★ « OK GOOGLE… RACONTE-MOI UNE BLAGUE »
« C’est à ma grande surprise que je découvrais hier, l’existence du « Google Home ». Que pouvait bien évoquer ce nom : un énième gadget destiné aux maisons intelligentes signé Google ? Je n’étais pas loin du compte, il s’agissait bien d’un outil de domotique pour piloter sa maison. A la différence près qu’il ne ressemblait pas au boîtier relativement peu intuitif que je m’étais imaginé; j’avais affaire à un assistant vocal à qui il était apparemment possible de poser n’importe quelle question.

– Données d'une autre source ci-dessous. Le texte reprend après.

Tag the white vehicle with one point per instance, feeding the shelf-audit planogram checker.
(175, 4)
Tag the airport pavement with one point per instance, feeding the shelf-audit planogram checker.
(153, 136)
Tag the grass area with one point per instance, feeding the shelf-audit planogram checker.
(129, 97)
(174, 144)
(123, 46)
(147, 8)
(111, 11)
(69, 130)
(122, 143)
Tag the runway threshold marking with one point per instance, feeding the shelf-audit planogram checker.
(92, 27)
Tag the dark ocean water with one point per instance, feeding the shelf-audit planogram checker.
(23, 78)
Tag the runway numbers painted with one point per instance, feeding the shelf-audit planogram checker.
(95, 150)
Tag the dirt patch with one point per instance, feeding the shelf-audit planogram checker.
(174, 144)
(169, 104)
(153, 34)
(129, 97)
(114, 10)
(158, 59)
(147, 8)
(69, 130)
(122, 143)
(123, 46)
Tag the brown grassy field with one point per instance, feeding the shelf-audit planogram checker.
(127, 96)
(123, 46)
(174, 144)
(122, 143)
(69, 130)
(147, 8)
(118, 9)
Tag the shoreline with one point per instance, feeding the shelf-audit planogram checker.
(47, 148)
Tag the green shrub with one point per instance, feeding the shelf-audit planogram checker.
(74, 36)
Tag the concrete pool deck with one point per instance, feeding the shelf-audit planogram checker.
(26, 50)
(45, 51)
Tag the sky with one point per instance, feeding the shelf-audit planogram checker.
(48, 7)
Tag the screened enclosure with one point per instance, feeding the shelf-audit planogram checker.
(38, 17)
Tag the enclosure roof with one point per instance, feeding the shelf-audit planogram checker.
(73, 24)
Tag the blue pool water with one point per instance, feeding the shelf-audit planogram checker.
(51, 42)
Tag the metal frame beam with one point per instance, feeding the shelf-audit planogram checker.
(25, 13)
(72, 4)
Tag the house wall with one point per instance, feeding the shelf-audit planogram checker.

Ainsi, à l’instar de la box muette posée en haut d’un meuble, le « haut-parleur intelligent cylindrique doté de deux micros et de quatre Led » (1) avait sa place en plein milieu du salon, érigé en symbole d’une technologie de plus en plus encline à répondre à toutes nos aspirations, pénétrant déjà de très nombreux foyers à l’approche de Noël… Selon les fervents défenseurs de ce type d’innovations techno-scientifiques, ces dernières seraient en mesure d’améliorer notre productivité et notre mémoire, ne représentant en somme qu’un moyen pour être mieux organisé dans un univers saturé d’informations de plus en plus complexes. Cette idéologie pose problème à plusieurs niveaux.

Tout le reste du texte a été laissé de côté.